Diagnostic Evaluation[1]

Class I
"1.Patients with TIA should preferably undergo neuroimaging evaluation within 24 hours of symptom onset. MRI, including DWI, is the preferred brain diagnostic imaging modality. If MRI is not available, head CT should be performed.(" .(Level of Evidence:B ) "
"2.Noninvasive imaging of the cervicocephalic vessels should be performed routinely as part of the evaluation of patients with suspected TIAs".(Level of Evidence:A ) "
"3.Noninvasive testing of the intracranial vasculature reliably excludes the presence of intracranial stenosis and is reasonable to obtain when knowledge of intracranial steno-occlusive disease will alter management. Reliable diagnosis of the presence and degree of intracranial stenosis requires the performance of catheter angiography to confirm abnormalities detected with noninvasive testing." .(Level of Evidence:A ) "
"4.Patients with suspected TIA should be evaluated as soon as possible after an event" .(Level of Evidence:B ) "
Class IIa
"1.Initial assessment of the extracranial vasculature may involve any of the following: CUS/TCD, MRA, or CTA, depending on local availability and expertise, and characteristics of the patient."(Level of Evidence:B) "
"2.If only noninvasive testing is performed before endarterectomy, it is reasonable to pursue 2 concordant noninvasive findings; otherwise, catheter angiography should be considered."(Level of Evidence:B) "
"3.The role of plaque characteristics and detection of MESs is not yet defined."(Level of Evidence:B) "
"4.ECG should occur as soon as possible after TIA. Prolonged cardiac monitoring inpatient telemetry or Holter monitor) is useful in patients with an unclear origin after initial brain imaging and electrocardiography."(Level of Evidence:B) "
"5.Echocardiography (at least TTE) is reasonable in the evaluation of patients with suspected TIAs, especially in patients in whom no cause has been identified by other elements of the workup. TEE is useful in identifying PFO, aortic arch atherosclerosis, and valvular disease and is reasonable when identification of these conditions will alter management."(Level of Evidence:B) "
"6.Routine blood tests (complete blood count, chemistry panel, prothrombin time and partial thromboplastin time, and fasting lipid panel) are reasonable in the evaluation of patients with suspected TIAs"(Level of Evidence:B) "
"7.It is reasonable to hospitalize patients with TIA if they present within 72 hours of the event and any of the following criteria are present:

a.

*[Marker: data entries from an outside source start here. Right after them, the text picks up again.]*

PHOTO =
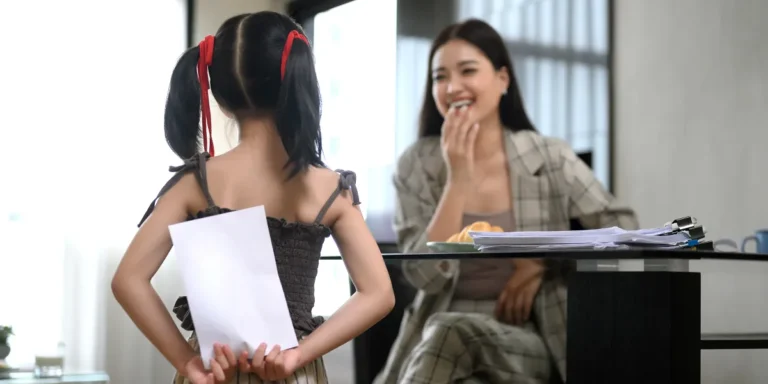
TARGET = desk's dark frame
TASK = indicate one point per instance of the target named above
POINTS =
(612, 338)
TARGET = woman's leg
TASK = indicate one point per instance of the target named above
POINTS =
(460, 346)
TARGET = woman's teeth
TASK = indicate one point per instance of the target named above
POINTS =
(461, 103)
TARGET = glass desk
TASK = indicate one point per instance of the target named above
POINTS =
(634, 316)
(76, 378)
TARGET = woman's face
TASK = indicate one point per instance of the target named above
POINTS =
(462, 73)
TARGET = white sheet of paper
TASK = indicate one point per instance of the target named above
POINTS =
(230, 277)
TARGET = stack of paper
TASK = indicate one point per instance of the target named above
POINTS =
(606, 238)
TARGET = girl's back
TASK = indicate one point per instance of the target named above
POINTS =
(262, 75)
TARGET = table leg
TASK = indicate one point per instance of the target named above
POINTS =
(634, 327)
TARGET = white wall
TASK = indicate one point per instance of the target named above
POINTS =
(209, 15)
(691, 139)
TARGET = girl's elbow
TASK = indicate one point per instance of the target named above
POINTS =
(388, 300)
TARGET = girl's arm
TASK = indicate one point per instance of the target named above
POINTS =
(374, 298)
(131, 284)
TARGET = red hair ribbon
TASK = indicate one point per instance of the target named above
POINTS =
(287, 49)
(206, 56)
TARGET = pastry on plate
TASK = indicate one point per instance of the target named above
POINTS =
(478, 226)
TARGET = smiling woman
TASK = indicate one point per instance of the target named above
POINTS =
(479, 158)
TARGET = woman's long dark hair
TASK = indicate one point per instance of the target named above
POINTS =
(485, 38)
(245, 79)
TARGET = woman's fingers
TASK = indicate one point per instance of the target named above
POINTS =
(217, 370)
(243, 363)
(229, 355)
(470, 141)
(269, 362)
(258, 360)
(463, 130)
(221, 359)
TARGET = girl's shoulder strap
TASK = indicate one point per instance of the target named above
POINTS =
(195, 163)
(347, 181)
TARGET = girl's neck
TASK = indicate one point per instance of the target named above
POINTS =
(260, 144)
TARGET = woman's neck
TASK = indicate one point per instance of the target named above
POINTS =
(490, 138)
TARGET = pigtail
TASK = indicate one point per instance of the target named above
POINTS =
(297, 114)
(182, 108)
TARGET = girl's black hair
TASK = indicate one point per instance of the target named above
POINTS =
(245, 80)
(485, 38)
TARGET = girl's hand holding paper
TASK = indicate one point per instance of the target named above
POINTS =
(277, 365)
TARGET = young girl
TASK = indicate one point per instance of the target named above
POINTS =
(262, 74)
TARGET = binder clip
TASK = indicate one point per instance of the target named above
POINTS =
(682, 224)
(696, 232)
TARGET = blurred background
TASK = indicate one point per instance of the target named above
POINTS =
(667, 98)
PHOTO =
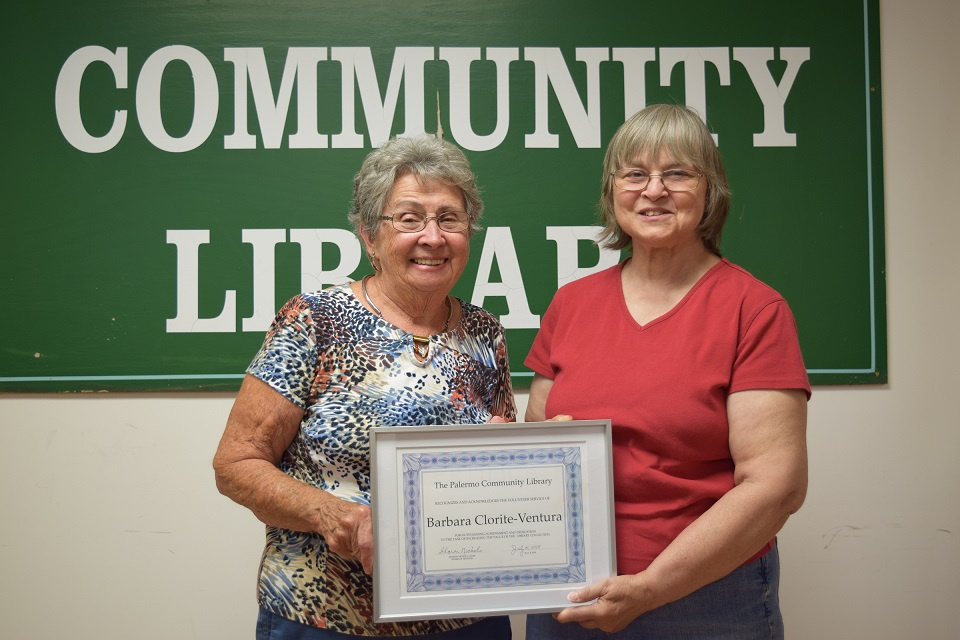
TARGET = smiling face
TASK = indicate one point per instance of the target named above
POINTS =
(656, 218)
(428, 261)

ABCD2 score of more than or equal to 3 (Level of Evidence:C)

b. ABCD2 score of 0 to 2 and uncertainty that diagnostic workup can be completed within 2 days as an outpatient(Level of Evidence:C)

c. ABCD2 score of 0 to 2 and other evidence that indicates the patient’s event was caused by focal ischemia(Level of Evidence:C) .

References

  1. 1.0 1.1 1.2 Easton JD, Saver JL, Albers GW, Alberts MJ, Chaturvedi S, Feldmann E; et al. (2009). "Definition and evaluation of transient ischemic attack: a scientific statement for healthcare professionals from the American Heart Association/American Stroke Association Stroke Council; Council on Cardiovascular Surgery and Anesthesia; Council on Cardiovascular Radiology and Intervention; Council on Cardiovascular Nursing; and the Interdisciplinary Council on Peripheral Vascular Disease. The American Academy of Neurology affirms the value of this statement as an educational tool for neurologists". Stroke. 40 (6): 2276–93. doi:10.1161/STROKEAHA.108.192218. PMID 19423857.